Stand for H.E.R. encompasses patient support, education, advocacy, and public policy. But I believe it’s especially important for the Black community, because not only is there a lack of support and resources, but there’s also distrust when it comes to the healthcare system.

I grew up in the South, and I live in those same communities. I understand how it feels. It’s important for patients to have somebody that’s not only able to identify what they’re going through, but to also understand because they live the same life as you. I’m able to help them navigate through the resources and help empower them to know where to go, what to do, who to talk with.

Stand for H.E.R. is monumental, but it’s just one of the ways that Komen, and we, as patient navigators, support a lot of other marginalized communities as well, including rural populations, Latino and LGBTQ+ communities, and so many more.

How has the program been received? What do you hear from those who have benefitted from it?

They appreciate that we’re here and they are grateful for the support, for the personal relationship we have with them. They feel comfortable and confident in the support they get from us.

A lot of organizations have stipulations or require you to be in active treatment, but not with Susan G. Komen. Our patients appreciate that they’re able to contact us, that we have someone on the phone that’s not only there to support you, but also understand what you’re going through and help you navigate.

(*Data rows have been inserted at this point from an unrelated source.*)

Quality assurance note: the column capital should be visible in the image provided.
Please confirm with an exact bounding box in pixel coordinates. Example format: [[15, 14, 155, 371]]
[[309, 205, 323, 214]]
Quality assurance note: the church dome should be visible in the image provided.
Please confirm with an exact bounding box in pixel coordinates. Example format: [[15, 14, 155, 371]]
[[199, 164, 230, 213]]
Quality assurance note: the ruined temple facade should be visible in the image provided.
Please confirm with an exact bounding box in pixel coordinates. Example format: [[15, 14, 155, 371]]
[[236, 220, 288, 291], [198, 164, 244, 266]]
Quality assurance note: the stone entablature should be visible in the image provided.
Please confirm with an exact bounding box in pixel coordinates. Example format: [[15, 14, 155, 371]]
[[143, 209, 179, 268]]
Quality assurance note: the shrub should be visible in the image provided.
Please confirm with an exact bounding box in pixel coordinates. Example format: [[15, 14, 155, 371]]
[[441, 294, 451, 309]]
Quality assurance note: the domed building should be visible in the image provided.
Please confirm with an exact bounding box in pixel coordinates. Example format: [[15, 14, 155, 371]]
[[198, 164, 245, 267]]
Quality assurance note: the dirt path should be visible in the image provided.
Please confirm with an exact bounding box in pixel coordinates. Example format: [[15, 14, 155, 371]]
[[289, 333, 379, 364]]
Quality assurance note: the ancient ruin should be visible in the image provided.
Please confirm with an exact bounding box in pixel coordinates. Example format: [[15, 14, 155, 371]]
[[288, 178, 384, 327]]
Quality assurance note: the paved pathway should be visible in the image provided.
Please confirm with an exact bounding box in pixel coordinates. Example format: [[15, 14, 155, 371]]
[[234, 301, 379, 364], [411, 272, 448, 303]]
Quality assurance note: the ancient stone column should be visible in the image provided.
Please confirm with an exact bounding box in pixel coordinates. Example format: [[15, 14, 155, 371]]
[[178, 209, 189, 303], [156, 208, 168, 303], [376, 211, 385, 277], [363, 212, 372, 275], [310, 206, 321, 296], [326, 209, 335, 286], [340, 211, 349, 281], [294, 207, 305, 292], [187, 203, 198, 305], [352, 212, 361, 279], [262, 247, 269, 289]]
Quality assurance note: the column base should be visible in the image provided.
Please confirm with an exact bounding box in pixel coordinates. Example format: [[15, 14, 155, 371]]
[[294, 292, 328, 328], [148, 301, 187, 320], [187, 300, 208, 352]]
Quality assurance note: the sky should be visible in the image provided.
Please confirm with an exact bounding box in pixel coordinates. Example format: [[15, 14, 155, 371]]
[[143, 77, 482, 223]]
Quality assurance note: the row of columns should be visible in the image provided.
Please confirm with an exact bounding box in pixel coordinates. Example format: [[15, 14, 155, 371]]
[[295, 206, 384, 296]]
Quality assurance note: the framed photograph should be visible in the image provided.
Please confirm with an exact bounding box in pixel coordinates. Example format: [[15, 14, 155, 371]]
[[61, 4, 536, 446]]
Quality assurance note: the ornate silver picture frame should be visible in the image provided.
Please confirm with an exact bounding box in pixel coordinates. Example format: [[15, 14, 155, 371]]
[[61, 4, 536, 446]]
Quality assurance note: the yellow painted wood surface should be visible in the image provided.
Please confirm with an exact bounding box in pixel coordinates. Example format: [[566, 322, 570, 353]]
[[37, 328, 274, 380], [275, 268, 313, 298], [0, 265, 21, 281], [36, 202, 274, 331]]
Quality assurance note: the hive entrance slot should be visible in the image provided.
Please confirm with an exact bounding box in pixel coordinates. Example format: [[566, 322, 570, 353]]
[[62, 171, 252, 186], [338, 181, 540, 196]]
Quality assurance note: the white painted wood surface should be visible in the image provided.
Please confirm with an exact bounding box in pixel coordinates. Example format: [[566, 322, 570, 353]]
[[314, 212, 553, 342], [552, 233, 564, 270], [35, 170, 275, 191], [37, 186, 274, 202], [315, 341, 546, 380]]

If someone wants to learn more about the program, how do they do so?

The Komen Patient Care Center can help meet the needs of anyone impacted by breast cancer. Our navigators offer free, personalized navigation services to patients, caregivers and family members, including breast health and breast cancer information, access to services and resources, emotional support and more. Get connected with a Komen navigator at 1-877-GO KOMEN or helpline@komen.org

Resources are not only available to patients, but to caregivers and loved ones as well. To learn more about Komen’s Patient Care Center or the Stand for H.E.R. program, visit Komen.org/patientcarecenter and Komen.org/standforher.

How important is it for breast cancer patients to have support from their family and friends during this time?

It is vital. Who wants to go through a life-changing diagnosis with no support?

Unfortunately, there are a lot of patients who don’t have anybody. If you don’t have any support, you’re left feeling alone, which makes it feel like you don’t have a reason to fight.

They need to be able to talk to somebody, they need to have practical support to help make it to appointments and coordinate other things like transportation. Having that extra help and support is monumental.

But when they don’t have anybody, I have them.

Do you refer patients and their family caregivers to CaringBridge and if so, how have you seen it improve patient well-being by being connected to loved ones for support?

Yes. My colleagues and I have referred many patients to CaringBridge. Our patients love the fact that they’re able to notate what their plans are, and coordinate help for things like appointments. Their family is able to see what they need and tell them, “I’m going to pick this day to take you, and this person will take you this day,” and so on. They love the positive messages they receive on CaringBridge, and that they’re able to connect with loved ones on a different level. It provides a connection to and for everyone.